Under federal law, the Office of the Comptroller of the Currency (OCC) and the Federal Reserve
(Fed) are charged with reviewing and approving mergers and acquisitions among the banks they
oversee, in conjunction with the Department of Justice (DOJ).
With nearly $500 billion in assets, Capital One is currently the nation’s ninth-largest bank. By acquiring Discover, Capital One would add a network of 305 million cardholders to its base of
more than 100 million customers, consolidating the credit card market and limiting customer choice. This merger would make Capital One the nation’s sixth-largest bank, and largest credit
card issuer, with over $200 billion in outstanding credit card loans.

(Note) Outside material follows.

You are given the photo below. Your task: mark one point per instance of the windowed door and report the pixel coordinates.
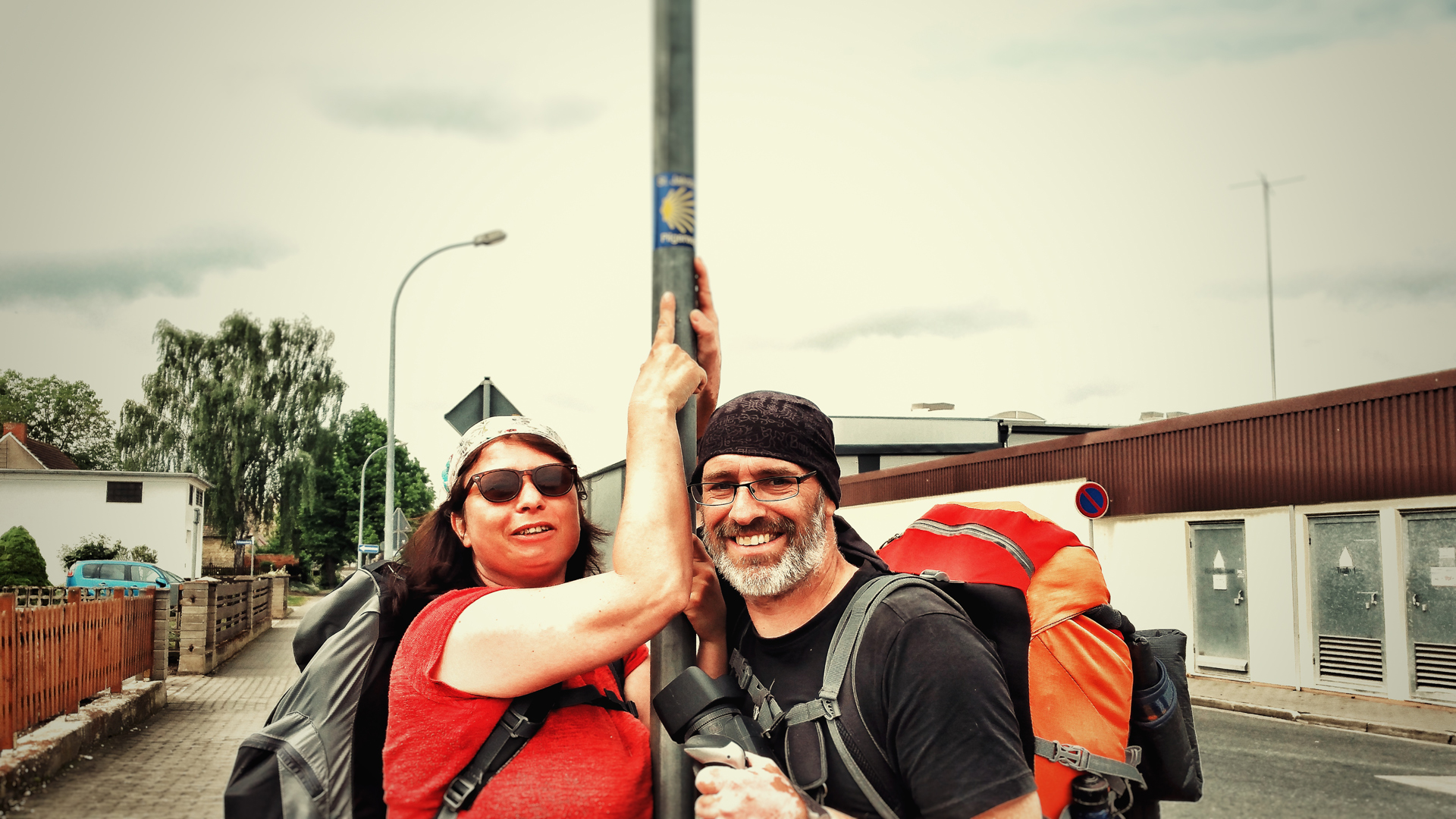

This merger is bad for consumers. The banking and credit card industries are already highly
concentrated: today, the six largest bank holding companies control more assets than all other
bank holding companies combined. Consolidation in the banking sector causes “higher prices
and more fees, lower deposit rates, less access to credit, bank branch closures, and job cuts.” In
addition to harming consumers and small businesses, bank consolidation poses increased
systemic risk in the financial system, “reducing the number of smaller banks and creating even
more too big to fail banks.”
This merger announcement comes less than a week after the Consumer Financial Protection
Bureau (CFPB) issued a new report revealing the impact of credit card industry consolidation on
consumers. According to the report, large banks charge higher interest rates than small credit
card issuers, with “[n]early half of the largest credit card issuers” — including Capital One —
“offering cards with a maximum purchase APR over 30%.” The CFPB also found that large
credit card issuers charge average fees that are 70% higher than those charged by small
institutions. These higher rates and fees can cost consumers hundreds of dollars annually.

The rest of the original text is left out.